Outcomes Mirror Those for Unifocal Disease
Z11102 patient satisfaction with cosmetic outcome following breast-conserving therapy for multifocal disease was compared to that of patients with unifocal disease in six recent studies. The comparison found their outcomes to be as good.
“While patient-reported outcomes in this study look promising, it’s difficult to really interpret the data without a comparative cohort. For this reason, given the single-arm design, we used studies with similar methodology to contextualize the results of this study,” she said.
Studies involved patients with unifocal disease who underwent breast-conserving therapy and had 3 years of follow-up. Approximately the same percentage of patients (70%–73%) reported good/excellent results on the 4-point breast cosmesis survey.
Other studies using the BREAST-Q instrument (0–100 scale) have reported median breast satisfaction scores of 68 to 76; the current study’s median score was 74. One study of mastectomy with implants actually showed a lower breast satisfaction score.

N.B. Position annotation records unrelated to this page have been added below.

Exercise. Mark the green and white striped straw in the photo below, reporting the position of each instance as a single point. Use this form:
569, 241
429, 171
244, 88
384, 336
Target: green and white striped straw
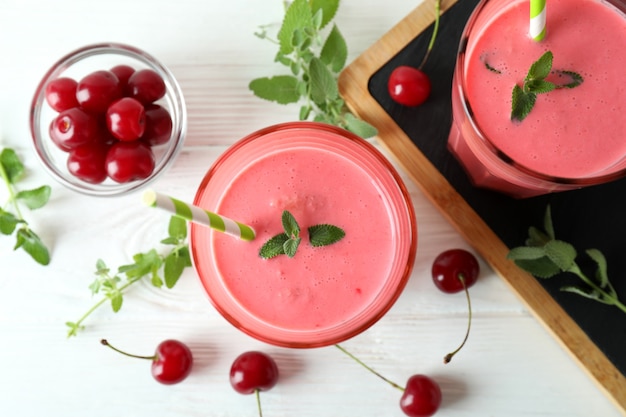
537, 29
198, 215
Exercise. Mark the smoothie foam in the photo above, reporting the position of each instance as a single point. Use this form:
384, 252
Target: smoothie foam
570, 133
320, 178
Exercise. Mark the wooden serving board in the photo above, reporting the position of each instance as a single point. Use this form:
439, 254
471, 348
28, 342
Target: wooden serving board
593, 333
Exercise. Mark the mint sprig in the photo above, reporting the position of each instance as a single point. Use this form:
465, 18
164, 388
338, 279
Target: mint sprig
12, 220
524, 98
545, 256
315, 53
287, 243
159, 269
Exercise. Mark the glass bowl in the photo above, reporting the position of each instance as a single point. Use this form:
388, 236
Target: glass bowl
322, 175
80, 63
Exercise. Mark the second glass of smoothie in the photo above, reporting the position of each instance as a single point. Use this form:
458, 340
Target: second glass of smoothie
572, 137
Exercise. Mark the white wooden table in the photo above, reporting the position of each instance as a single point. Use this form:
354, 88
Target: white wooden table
510, 367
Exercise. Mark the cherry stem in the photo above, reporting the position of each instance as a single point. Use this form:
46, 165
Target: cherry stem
449, 356
257, 393
106, 343
393, 384
434, 35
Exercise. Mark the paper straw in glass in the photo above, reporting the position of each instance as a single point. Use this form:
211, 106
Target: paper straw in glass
198, 215
537, 28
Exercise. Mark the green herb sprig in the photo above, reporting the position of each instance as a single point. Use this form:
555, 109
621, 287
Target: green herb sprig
524, 98
159, 268
544, 256
314, 63
287, 243
11, 218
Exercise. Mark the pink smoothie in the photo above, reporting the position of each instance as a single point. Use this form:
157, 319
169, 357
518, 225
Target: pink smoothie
570, 133
320, 178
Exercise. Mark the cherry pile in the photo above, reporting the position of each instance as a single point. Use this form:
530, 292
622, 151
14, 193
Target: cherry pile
108, 123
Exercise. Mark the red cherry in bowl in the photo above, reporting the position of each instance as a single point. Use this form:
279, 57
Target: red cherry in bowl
61, 93
171, 362
129, 161
97, 90
421, 397
126, 119
408, 86
253, 371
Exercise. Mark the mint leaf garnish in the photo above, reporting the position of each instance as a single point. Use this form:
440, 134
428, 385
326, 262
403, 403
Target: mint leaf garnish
524, 98
325, 234
314, 58
112, 285
544, 256
292, 229
11, 171
287, 243
274, 246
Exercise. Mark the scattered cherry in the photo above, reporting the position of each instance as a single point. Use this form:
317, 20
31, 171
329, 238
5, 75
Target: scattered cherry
408, 86
171, 362
453, 271
411, 86
421, 397
253, 372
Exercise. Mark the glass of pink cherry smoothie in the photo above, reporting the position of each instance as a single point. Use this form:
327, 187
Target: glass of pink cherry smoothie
320, 174
572, 138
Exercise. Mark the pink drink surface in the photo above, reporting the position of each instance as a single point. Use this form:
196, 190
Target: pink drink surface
320, 287
570, 133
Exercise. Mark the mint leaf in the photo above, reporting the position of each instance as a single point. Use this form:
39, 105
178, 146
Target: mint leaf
11, 164
523, 98
335, 51
328, 7
177, 228
282, 89
292, 229
541, 267
601, 276
298, 15
36, 198
359, 127
541, 68
291, 246
522, 103
8, 222
560, 257
173, 266
325, 234
562, 254
323, 83
274, 246
539, 86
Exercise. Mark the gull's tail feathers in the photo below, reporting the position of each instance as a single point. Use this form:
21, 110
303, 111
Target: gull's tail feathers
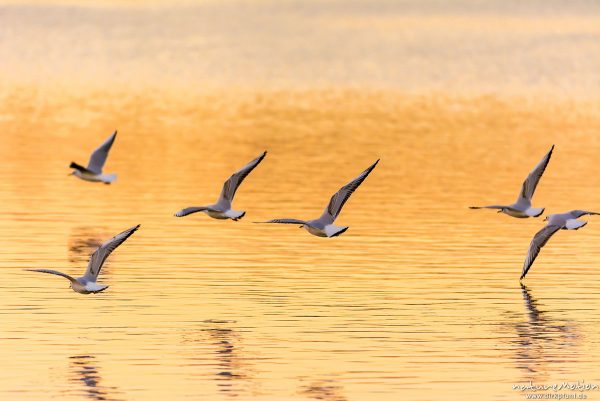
235, 214
109, 178
574, 224
80, 168
334, 231
534, 211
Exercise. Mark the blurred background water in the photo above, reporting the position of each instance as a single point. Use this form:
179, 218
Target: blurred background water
419, 299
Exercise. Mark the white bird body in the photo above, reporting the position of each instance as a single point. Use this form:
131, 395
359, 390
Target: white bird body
327, 231
87, 283
222, 209
522, 207
556, 222
105, 178
93, 171
87, 288
323, 226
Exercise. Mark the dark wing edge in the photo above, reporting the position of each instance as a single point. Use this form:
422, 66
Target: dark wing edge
99, 256
533, 178
339, 199
233, 183
539, 240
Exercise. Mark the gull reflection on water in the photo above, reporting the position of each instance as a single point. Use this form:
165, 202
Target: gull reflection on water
325, 390
543, 342
230, 368
83, 370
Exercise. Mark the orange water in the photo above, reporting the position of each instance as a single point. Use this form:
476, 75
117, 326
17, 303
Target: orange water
418, 300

Dr. Rosenkranz acknowledged that there were limitations in this study. Its single-arm design may have led to the accrual of patients with an underlying bias toward breast-conserving therapy, who therefore had an artificially inflated sense of satisfaction when they were able to retain the breast, she suggested.
In addition, there was diminishing compliance with the surveys over time and a lack of control arms of patients with either unifocal disease or multiple ipsilateral breast cancer who underwent mastectomy rather than breast-conserving therapy. This lack of such controls compelled the researchers to compare cosmetic outcomes to prior studies, she said.
“With that said, we did find that patient-reported outcomes confirm [breast-conserving therapy] for [multiple ipsilateral breast cancer] as an acceptable surgical option from a cosmetic perspective,” she concluded. “Patients report high rates of satisfaction with their breasts, physical well-being, and little effect of radiation up to 5 years after treatment.”
DISCLOSURE: Dr. Rosenkranz reported no conflicts of interest.
1. Rosenkranz K, Ballman K, McCall L, et al: Cosmetic outcomes following breast conservation surgery and radiation for multiple ipsilateral breast cancer: Data from the Alliance Z11102 study. 2020 American Society of Breast Surgeons Virtual Scientific Session.